Komako Sakai:
Hannas Nacht

Aus dem Japanischen von Ursula Gräfe
Frankfurt: Moritz 2013

www.moritzverlag.de

ISBN 978-3-89565-271-4
32 S * 12,95 € * ab 03 J

 

 

 

 

Hanna ist kleine Schwester und kann nicht schlafen. Die Katze ist auch wach. Wir sind stille Beobachter, wie Hanna diese Nachtzeit verbringt. Das scheint so einfach und ist doch in der Reduktion von Bild und Text so schwierig darzustellen, dass die ganz, ganz kleine Geschichte sofort den Weg vom Auge über das Gehirn zum Herzen findet. Hanna haben wir jedenfalls sofort darin eingeschlossen.

Kleine Geschichte aus der Nacht

Auch wenn es Hannas Nacht ist, so ist es doch auch unsere, denn wir werden zum stillen Mitwisser. Das vielleicht zweijährige Mädchen wacht in der Nacht auf, aber weder ihre Schwester noch ihre Eltern bemerken, dass sie durch das Haus tappst, begleitet von Chiro, der Katze, die bei der Gelegenheit ebenfalls die Toilette / das Katzenklo aufsucht. Ein bisschen Milch für die Katze, ein paar Kirschen für den Mund, ein bisschen gegenseitige Aufmerksamkeit. Und dann kommt die Müdigkeit doch noch wieder.

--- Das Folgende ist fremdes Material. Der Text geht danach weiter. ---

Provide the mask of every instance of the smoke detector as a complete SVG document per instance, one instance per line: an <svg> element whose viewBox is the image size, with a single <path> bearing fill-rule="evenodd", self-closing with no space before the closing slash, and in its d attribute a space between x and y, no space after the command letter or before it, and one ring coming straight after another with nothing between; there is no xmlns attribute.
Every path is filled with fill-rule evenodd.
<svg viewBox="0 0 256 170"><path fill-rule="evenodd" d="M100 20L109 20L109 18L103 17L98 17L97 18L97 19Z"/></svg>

Komako Sakai zeichnet realistisch exakt – und übermalt dann die Bilder mit dickem Pinselstrich in Blau und Schwarz über ein wenig Gelb und Grau und stumpfem Grün. Dann fügt sie dem breiten Duktus wieder kleine Konturen hinzu. Ein ganz tolles Gefühl für die Übertragung von Beobachtung in das Bild: Die kleine Hanna geht leicht breitbeinig die Treppe herunter, hält sich nebenbei an der Wand fest und lutscht gleichzeitig am Daumen, während die Katze so leichtfüßig und elegant neben ihr die Stufen kaum zu berühren scheint. Oder: Hanna sitzt auf der Toilette mit den breit gespreizten Beinen, die gerade so über die Brille reichen, vor ihr, kaum sichtbar, der kleine Tritt, damit sie überhaupt hinaufkam auf die Toilette.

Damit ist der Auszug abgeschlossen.